Interaction sequences. Interaction transition probabilities differ between pair-bonded (a, n = 163 transitions) and non-pair-bonded (b, n = 187 transitions) males and females. For a given row, filled-in cells show interactions that occurred next based on their frequency in the dataset. Counts are normalized within rows and darker blue shows greater probability. (c) The difference in transition probabilities for bonded pairs relative to non-bonded pairs. Darker blue indicates a transition is more likely for a bonded pair than for a non-bonded pair; darker red indicates a transition is more likely for a non-bonded pair than a bonded pair. Transition probabilities reveal that pair-bonded females are generally more receptive to approaches by their pair bond male than by other males and that pair-bonded males are more likely to follow females with which they have formed a pair bond

It will be interesting to analyze how patterns of interaction vary throughout time of day and over the breeding season. For example, in one of the annotated 15 minute segments in April, males were actively singing for nearly the entire period, but we recorded very few flight sequences, leaves, and approaches because most birds remained on their perches. Without many more periods of observation, it will remain unclear whether such differences in interaction patterns are a normal part of social network formation, or whether they can be explained by other environmental variables such as time of day, temperature, and weather.

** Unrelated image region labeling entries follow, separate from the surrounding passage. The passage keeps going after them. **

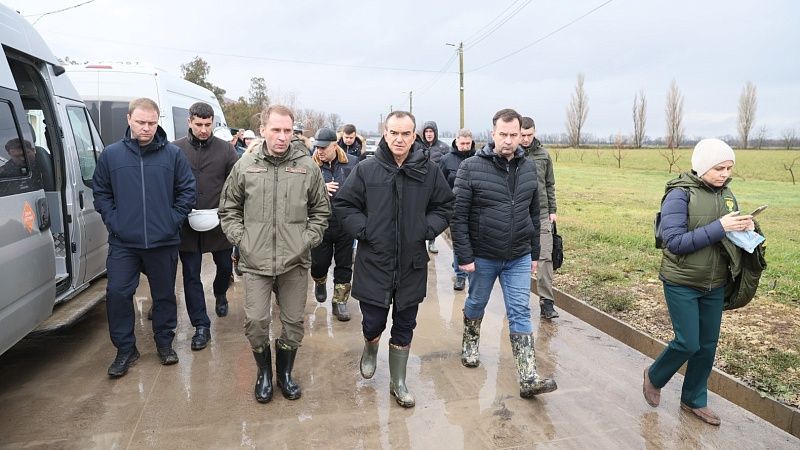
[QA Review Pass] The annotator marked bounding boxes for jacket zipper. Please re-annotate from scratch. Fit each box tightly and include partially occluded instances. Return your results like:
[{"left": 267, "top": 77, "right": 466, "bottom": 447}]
[
  {"left": 272, "top": 166, "right": 278, "bottom": 277},
  {"left": 707, "top": 191, "right": 722, "bottom": 291},
  {"left": 139, "top": 153, "right": 150, "bottom": 248}
]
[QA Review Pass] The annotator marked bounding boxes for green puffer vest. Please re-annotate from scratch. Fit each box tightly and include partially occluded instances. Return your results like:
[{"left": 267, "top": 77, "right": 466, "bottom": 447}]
[{"left": 659, "top": 172, "right": 741, "bottom": 291}]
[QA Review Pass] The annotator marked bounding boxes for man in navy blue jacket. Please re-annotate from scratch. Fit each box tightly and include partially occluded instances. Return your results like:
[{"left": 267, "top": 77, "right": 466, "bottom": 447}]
[{"left": 94, "top": 98, "right": 195, "bottom": 377}]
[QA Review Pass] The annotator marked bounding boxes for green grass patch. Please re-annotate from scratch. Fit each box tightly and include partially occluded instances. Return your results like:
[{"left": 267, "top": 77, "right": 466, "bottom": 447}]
[{"left": 551, "top": 149, "right": 800, "bottom": 306}]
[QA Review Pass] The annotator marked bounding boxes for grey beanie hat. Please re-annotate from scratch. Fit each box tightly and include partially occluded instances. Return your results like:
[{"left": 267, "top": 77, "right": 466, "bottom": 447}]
[{"left": 692, "top": 138, "right": 736, "bottom": 177}]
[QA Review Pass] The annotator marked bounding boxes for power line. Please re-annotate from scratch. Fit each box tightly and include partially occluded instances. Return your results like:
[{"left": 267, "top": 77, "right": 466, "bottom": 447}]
[
  {"left": 417, "top": 52, "right": 458, "bottom": 95},
  {"left": 465, "top": 0, "right": 533, "bottom": 50},
  {"left": 471, "top": 0, "right": 614, "bottom": 72},
  {"left": 462, "top": 0, "right": 532, "bottom": 45},
  {"left": 47, "top": 32, "right": 454, "bottom": 74},
  {"left": 22, "top": 0, "right": 95, "bottom": 25}
]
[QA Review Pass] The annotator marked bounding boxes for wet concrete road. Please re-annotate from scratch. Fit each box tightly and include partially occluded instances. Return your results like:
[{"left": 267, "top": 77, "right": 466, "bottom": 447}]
[{"left": 0, "top": 237, "right": 800, "bottom": 449}]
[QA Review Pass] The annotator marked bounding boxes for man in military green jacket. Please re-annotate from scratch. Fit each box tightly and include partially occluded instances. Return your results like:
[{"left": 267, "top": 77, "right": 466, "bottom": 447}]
[
  {"left": 520, "top": 117, "right": 558, "bottom": 319},
  {"left": 219, "top": 105, "right": 330, "bottom": 403}
]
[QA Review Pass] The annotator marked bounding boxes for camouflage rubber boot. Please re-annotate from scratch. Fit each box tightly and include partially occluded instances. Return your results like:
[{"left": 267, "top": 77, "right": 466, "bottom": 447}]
[
  {"left": 539, "top": 298, "right": 558, "bottom": 319},
  {"left": 332, "top": 283, "right": 350, "bottom": 322},
  {"left": 461, "top": 314, "right": 483, "bottom": 367},
  {"left": 359, "top": 336, "right": 381, "bottom": 379},
  {"left": 311, "top": 277, "right": 328, "bottom": 303},
  {"left": 509, "top": 333, "right": 558, "bottom": 398},
  {"left": 389, "top": 343, "right": 416, "bottom": 408}
]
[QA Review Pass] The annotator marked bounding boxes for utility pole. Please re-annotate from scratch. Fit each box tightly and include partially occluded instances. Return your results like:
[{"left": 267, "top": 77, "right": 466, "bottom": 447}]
[
  {"left": 445, "top": 42, "right": 464, "bottom": 128},
  {"left": 458, "top": 42, "right": 464, "bottom": 128}
]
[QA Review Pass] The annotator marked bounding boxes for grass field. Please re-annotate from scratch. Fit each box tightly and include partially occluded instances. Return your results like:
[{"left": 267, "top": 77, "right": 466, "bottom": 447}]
[{"left": 550, "top": 149, "right": 800, "bottom": 406}]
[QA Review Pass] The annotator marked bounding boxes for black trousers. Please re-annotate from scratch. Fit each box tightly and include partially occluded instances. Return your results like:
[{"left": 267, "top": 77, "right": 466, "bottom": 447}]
[
  {"left": 106, "top": 245, "right": 178, "bottom": 352},
  {"left": 180, "top": 248, "right": 233, "bottom": 328},
  {"left": 311, "top": 227, "right": 353, "bottom": 284},
  {"left": 360, "top": 302, "right": 419, "bottom": 347}
]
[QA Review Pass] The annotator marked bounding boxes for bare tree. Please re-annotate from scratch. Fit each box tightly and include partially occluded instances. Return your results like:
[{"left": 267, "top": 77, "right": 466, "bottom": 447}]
[
  {"left": 633, "top": 89, "right": 647, "bottom": 148},
  {"left": 567, "top": 73, "right": 589, "bottom": 148},
  {"left": 781, "top": 128, "right": 797, "bottom": 150},
  {"left": 611, "top": 133, "right": 626, "bottom": 169},
  {"left": 658, "top": 147, "right": 681, "bottom": 173},
  {"left": 783, "top": 156, "right": 800, "bottom": 184},
  {"left": 664, "top": 80, "right": 684, "bottom": 149},
  {"left": 736, "top": 81, "right": 758, "bottom": 148},
  {"left": 756, "top": 125, "right": 769, "bottom": 150}
]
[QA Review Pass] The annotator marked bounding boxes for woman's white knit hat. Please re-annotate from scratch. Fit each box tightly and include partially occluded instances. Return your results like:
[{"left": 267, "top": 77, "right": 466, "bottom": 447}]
[{"left": 692, "top": 138, "right": 736, "bottom": 177}]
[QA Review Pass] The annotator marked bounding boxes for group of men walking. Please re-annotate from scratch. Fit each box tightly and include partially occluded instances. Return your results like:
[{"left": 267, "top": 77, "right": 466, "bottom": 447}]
[{"left": 94, "top": 99, "right": 557, "bottom": 407}]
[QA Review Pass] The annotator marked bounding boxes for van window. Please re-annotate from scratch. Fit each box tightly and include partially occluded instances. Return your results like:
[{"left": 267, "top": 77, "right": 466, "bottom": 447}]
[
  {"left": 67, "top": 106, "right": 97, "bottom": 186},
  {"left": 0, "top": 101, "right": 30, "bottom": 180},
  {"left": 172, "top": 106, "right": 189, "bottom": 141},
  {"left": 85, "top": 101, "right": 128, "bottom": 143}
]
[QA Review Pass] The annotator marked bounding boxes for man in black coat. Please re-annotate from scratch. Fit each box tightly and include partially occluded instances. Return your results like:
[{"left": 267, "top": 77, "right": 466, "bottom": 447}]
[
  {"left": 333, "top": 111, "right": 453, "bottom": 408},
  {"left": 450, "top": 109, "right": 556, "bottom": 398},
  {"left": 173, "top": 102, "right": 238, "bottom": 350},
  {"left": 439, "top": 128, "right": 475, "bottom": 291},
  {"left": 417, "top": 120, "right": 450, "bottom": 253}
]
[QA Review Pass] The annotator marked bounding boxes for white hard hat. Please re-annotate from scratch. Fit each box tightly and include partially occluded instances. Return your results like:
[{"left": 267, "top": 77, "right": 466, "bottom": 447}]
[
  {"left": 189, "top": 208, "right": 219, "bottom": 231},
  {"left": 214, "top": 127, "right": 233, "bottom": 142}
]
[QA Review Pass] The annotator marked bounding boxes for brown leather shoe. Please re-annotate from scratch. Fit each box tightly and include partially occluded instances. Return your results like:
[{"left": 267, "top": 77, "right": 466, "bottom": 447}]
[
  {"left": 642, "top": 367, "right": 661, "bottom": 408},
  {"left": 681, "top": 402, "right": 722, "bottom": 427}
]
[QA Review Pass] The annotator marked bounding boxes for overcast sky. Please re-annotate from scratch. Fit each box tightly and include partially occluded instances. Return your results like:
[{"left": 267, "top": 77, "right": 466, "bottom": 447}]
[{"left": 5, "top": 0, "right": 800, "bottom": 137}]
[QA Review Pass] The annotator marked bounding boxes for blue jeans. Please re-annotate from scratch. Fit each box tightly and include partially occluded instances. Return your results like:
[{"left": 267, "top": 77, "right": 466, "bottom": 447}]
[
  {"left": 453, "top": 250, "right": 467, "bottom": 278},
  {"left": 464, "top": 254, "right": 533, "bottom": 334}
]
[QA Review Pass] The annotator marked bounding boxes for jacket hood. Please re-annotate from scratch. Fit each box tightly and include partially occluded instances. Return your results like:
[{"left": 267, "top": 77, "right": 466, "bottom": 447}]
[
  {"left": 420, "top": 120, "right": 439, "bottom": 147},
  {"left": 375, "top": 138, "right": 429, "bottom": 181},
  {"left": 311, "top": 145, "right": 348, "bottom": 167},
  {"left": 122, "top": 125, "right": 169, "bottom": 152},
  {"left": 665, "top": 172, "right": 732, "bottom": 192},
  {"left": 450, "top": 138, "right": 475, "bottom": 158}
]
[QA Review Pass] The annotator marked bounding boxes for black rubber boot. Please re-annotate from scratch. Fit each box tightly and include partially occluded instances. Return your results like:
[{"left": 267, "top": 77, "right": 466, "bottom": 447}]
[
  {"left": 539, "top": 298, "right": 558, "bottom": 320},
  {"left": 214, "top": 294, "right": 228, "bottom": 317},
  {"left": 312, "top": 277, "right": 328, "bottom": 303},
  {"left": 275, "top": 340, "right": 302, "bottom": 400},
  {"left": 253, "top": 345, "right": 272, "bottom": 403}
]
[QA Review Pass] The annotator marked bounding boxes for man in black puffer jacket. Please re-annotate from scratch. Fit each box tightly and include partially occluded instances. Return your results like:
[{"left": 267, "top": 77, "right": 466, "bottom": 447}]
[
  {"left": 333, "top": 111, "right": 453, "bottom": 408},
  {"left": 450, "top": 109, "right": 556, "bottom": 398},
  {"left": 439, "top": 128, "right": 475, "bottom": 291},
  {"left": 417, "top": 120, "right": 450, "bottom": 253}
]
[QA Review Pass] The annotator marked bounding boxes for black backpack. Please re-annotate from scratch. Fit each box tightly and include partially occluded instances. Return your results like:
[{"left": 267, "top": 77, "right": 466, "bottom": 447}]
[{"left": 551, "top": 222, "right": 564, "bottom": 270}]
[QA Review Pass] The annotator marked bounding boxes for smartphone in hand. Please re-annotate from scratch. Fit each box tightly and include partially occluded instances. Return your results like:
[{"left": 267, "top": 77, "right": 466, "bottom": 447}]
[{"left": 750, "top": 205, "right": 769, "bottom": 217}]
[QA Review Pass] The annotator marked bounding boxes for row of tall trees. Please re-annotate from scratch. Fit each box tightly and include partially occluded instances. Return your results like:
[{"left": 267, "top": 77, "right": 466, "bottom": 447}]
[
  {"left": 566, "top": 73, "right": 797, "bottom": 150},
  {"left": 181, "top": 56, "right": 343, "bottom": 135}
]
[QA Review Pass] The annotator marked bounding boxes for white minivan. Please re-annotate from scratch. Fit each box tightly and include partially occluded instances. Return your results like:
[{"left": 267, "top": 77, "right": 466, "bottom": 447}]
[
  {"left": 66, "top": 62, "right": 225, "bottom": 143},
  {"left": 0, "top": 5, "right": 108, "bottom": 353}
]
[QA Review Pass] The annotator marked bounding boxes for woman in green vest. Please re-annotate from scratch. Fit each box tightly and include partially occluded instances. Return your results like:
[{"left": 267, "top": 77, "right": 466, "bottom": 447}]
[{"left": 642, "top": 139, "right": 754, "bottom": 425}]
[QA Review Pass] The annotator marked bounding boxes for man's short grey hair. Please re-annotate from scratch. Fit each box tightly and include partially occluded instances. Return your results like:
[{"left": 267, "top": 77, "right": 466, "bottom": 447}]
[{"left": 383, "top": 110, "right": 417, "bottom": 129}]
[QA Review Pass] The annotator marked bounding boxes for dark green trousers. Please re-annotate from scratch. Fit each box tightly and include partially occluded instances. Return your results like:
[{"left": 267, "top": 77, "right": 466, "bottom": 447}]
[{"left": 649, "top": 282, "right": 725, "bottom": 408}]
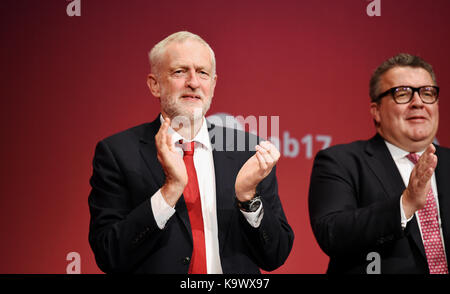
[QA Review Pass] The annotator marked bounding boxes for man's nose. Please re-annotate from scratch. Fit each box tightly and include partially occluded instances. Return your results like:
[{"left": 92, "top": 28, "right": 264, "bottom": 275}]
[
  {"left": 409, "top": 91, "right": 424, "bottom": 108},
  {"left": 186, "top": 70, "right": 200, "bottom": 89}
]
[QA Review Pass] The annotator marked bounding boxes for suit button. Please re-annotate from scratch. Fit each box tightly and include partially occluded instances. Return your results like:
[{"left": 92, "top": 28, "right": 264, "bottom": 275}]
[{"left": 183, "top": 256, "right": 191, "bottom": 265}]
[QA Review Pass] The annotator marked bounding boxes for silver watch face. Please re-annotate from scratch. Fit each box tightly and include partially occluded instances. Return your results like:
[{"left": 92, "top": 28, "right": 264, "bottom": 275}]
[{"left": 248, "top": 198, "right": 261, "bottom": 212}]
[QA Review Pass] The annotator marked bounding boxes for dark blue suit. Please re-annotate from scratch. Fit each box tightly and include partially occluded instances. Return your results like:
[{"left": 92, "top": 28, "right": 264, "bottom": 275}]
[
  {"left": 89, "top": 117, "right": 294, "bottom": 274},
  {"left": 309, "top": 135, "right": 450, "bottom": 273}
]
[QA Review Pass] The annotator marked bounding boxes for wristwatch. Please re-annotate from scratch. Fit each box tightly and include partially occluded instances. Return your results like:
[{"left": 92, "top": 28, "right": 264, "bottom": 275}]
[{"left": 236, "top": 196, "right": 261, "bottom": 212}]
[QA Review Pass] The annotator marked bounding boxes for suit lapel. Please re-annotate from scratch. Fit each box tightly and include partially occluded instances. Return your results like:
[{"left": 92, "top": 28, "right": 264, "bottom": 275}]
[
  {"left": 435, "top": 146, "right": 450, "bottom": 258},
  {"left": 140, "top": 115, "right": 192, "bottom": 241},
  {"left": 366, "top": 134, "right": 405, "bottom": 197},
  {"left": 366, "top": 134, "right": 425, "bottom": 257}
]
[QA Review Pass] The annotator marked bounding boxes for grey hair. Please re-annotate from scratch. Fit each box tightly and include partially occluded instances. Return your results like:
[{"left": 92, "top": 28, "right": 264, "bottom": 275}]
[
  {"left": 369, "top": 53, "right": 437, "bottom": 102},
  {"left": 148, "top": 31, "right": 216, "bottom": 76}
]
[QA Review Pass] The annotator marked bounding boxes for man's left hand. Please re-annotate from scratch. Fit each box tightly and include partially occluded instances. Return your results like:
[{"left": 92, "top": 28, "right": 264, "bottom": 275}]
[{"left": 234, "top": 141, "right": 280, "bottom": 202}]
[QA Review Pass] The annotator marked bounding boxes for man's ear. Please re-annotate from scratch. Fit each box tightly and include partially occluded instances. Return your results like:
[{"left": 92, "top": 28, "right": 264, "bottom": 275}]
[
  {"left": 370, "top": 102, "right": 381, "bottom": 125},
  {"left": 147, "top": 74, "right": 161, "bottom": 98}
]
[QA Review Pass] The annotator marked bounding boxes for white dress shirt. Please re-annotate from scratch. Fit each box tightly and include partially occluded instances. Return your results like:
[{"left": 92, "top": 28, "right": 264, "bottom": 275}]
[
  {"left": 150, "top": 115, "right": 264, "bottom": 274},
  {"left": 385, "top": 141, "right": 445, "bottom": 258}
]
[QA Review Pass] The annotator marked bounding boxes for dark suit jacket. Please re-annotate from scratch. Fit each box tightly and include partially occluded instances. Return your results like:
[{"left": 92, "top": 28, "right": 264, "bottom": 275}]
[
  {"left": 309, "top": 135, "right": 450, "bottom": 273},
  {"left": 89, "top": 117, "right": 294, "bottom": 274}
]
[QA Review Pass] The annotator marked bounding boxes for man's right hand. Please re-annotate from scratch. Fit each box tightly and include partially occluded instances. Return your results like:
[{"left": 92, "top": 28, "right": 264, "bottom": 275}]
[
  {"left": 155, "top": 118, "right": 188, "bottom": 207},
  {"left": 402, "top": 144, "right": 437, "bottom": 219}
]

Finally, we anticipate that estimating the pose and shape of individuals in the aviary (Badger et al., 2020) will allow us to incorporate more fine-grained behaviors and interactions, such as the head-up display shown in Fig. 10.

Fig. 10
figure 10

Pose trajectories. Behaviors extracted from pose trajectories can reveal fine-grained interactions such as head-up aggressive displays by males. In every other frame, a three dimensional parameterized mesh (Badger et al., 2020) is fit to multi-view anatomical keypoints. In this example, the angle between horizontal and the vector from the midpoint between the eyes to the bill tip (visualized in the plot) captures this behavior well

7 Conclusion

In this work we develop a system for capturing the behavioral interactions of a group of 15 songbirds. Although we found that our pointcloud reconstruction method performed better than a stereo matching method, there is still much room for performance improvements on our difficult multi-view multi-animal Where’d It LanD (WILD) dataset. We introduce several complexities that arise when studying animals that maneuver and interact in three dimensions. Tracking many individuals across multiple sensors is a challenging task with points of failure. The relative lack of flying birds in our detection dataset (birds spend most of their time sitting perched) hindered our object detection pipeline and lead us to add the additional complexity of a motion detector. Replacing this motion detector with a neural network designed specifically for detecting objects in motion could significantly improve our pipeline by reducing the number of false positive detections (and ensuing ghost trajectories and tracking failures) generated by background motion. We also found that birds occluded each other much more than expected because the perches were positioned only slightly below plane of the top cameras. We plan to improve the layout of the aviary in order to reduce such occlusions. We also highlight the need for additional work that integrates detection, tracking, re-ID, and pose estimation pipelines without relying on extensively annotated tracking datasets, which become prohibitively expensive to create in multi-view multi-animal settings. Using our system and dataset of ground-truth identities, we developed a re-ID pipeline, extracted detailed ethograms for all birds in the aviary, and demonstrated that the presence of a pair bond changes the interaction dynamics between males and females.